Et quel est ce village que vous décrivez avec tant de passion? J’aimerais bien le savoir, par simple curiosité. Mais après tout, ma question est peut-être un peu trop indiscrète…
Bonsoir,
Quelle poétique récréation vous m’offrez là Madame Manon dans ce calme du soir retrouvé.
Je m’accorde un moment de pause et au hasard de votre blog, je pioche et je m’émerveille à la lecture de ce délicat hymne à l’art…et aux vacances.
Moi si désespérément peu sensible à la peinture, je m’émeus de la lecture du tableau de votre propos.
C’est une jolie soirée qui commence.
« …surtout de celui qui n’a pas eu le talent d’élever la pensée à la dimension d’un art » : je n’en suis pas si sure….
J’espère que vous allez bien Madame Manon et que vous appréhendez au mieux vos premiers mois de retraite car à la lecture de votre blog j’ai cru comprendre que votre cessation d’activité était récente.
Bien à vous
aurélie
Bonjour Aurélie
Oui, j’ai la chance de jouir, avec un émerveillement chaque jour renouvelé, du temps privilégié de la retraite. Plus de contrainte, plus de regard stressé sur la montre, plus de copies …., bref le temps des vacances indéfiniment continué.

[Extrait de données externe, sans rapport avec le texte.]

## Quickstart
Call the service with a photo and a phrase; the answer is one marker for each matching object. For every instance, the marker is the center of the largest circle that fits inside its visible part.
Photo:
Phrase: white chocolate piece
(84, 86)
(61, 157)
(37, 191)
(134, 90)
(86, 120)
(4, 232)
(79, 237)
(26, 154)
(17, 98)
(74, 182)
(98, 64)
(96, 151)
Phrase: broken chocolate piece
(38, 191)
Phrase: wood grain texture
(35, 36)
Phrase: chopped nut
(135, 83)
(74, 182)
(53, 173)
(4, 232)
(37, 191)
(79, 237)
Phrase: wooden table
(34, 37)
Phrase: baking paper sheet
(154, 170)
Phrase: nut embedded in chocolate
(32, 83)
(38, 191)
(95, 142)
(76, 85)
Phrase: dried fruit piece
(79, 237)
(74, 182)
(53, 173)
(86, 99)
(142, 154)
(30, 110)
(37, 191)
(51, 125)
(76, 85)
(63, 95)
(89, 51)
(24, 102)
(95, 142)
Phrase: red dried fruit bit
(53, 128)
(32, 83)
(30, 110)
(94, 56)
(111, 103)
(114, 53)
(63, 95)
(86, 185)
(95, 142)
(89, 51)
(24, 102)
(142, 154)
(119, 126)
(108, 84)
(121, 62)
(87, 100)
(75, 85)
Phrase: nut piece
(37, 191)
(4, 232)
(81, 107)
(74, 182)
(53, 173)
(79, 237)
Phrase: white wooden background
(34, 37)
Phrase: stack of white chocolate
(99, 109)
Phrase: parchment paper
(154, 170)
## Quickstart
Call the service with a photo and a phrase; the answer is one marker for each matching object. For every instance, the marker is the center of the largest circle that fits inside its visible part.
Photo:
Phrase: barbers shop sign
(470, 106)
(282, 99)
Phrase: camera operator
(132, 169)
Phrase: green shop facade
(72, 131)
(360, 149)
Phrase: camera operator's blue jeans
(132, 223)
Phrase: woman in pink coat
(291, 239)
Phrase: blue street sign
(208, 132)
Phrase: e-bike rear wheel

Je ne regrette pas l’époque de l’activité professionnelle même si je l’ai vécue avec bonheur (sauf les trois dernières années où il était impossible d’être insensible aux transformations négatives de l’institution: perte du goût du travail pour beaucoup, démagogie ambiante, confusion de la transmission du savoir et de l’animation etc.)
A chaque âge ses plaisirs et je remarque que ceux qui se sont sentis aliénés dans leur travail ne sont pas ceux qui sont les plus heureux lorsque celui-ci prend fin. Cela me confirme dans la conviction que c’est la manière de se disposer à l’égard des événements qui en détermine la couleur.
Bien à vous.
je comprends très bien votre dernière phrase, c’est ce que j’avais pauvrement essayé d’exprimer lors du message sur l’aliénation du travail.
Cela dépend de la proporsion de chacun à pouvoir être heureux et à fuir l’ennui.
je ne peux donc que me réjouir pour vous,
à bientôt sur ce blog, ou peut-être au hasard d’une rencontre en Savoie (même si le hasard fait plus souvent se rencontrer les moins bons souvenirs), puisque je suis revenue depuis quelques années dans la ville de mes études secondaires, que j’avais pourtant fuie à grands pas…mon parcours est de toute façon truffé d’incohérences pour ceux qui pensaient me connaître, mais pour moi tout est assumé dans la plénitude de la liberté prise lors de mes choix non pas dictés par une stratégie de carrière mais par l’écoute de soi et de l’autre.
aurélie
bonjour
j’adore quand vous dites »une éco-patrie pas forcément là où il est né »
personnellement j’en ai deux Venise et Kyoto
merci
j’ai validé avant de finir mais j’aime bien aussi le terme « écho-patrie »
pour vous taquiner un peu….
amitiées
Oui, l’expression est intéressante car la vraie demeure se définit aussi comme celle qui bruisse d’une musique sans que l’on puisse en assigner la source.
Est-ce quelque chose d’intérieur qui fait écho dans l’extériorité ou l’inverse?
J’ai tendance à penser qu’il y a là une dialectique subtile caractérisant en propre le miracle d’une harmonie.
Bien à vous.
Bonjour, c’est à la suite de la lecture d’un autre de vos hymnes, au beau titre (« Hymne inconséquent à la jeunesse et à la beauté. Oscar Wilde ») — au beau contenu, aussi — que je découvre cette page émouvante et lumineuse. Merci.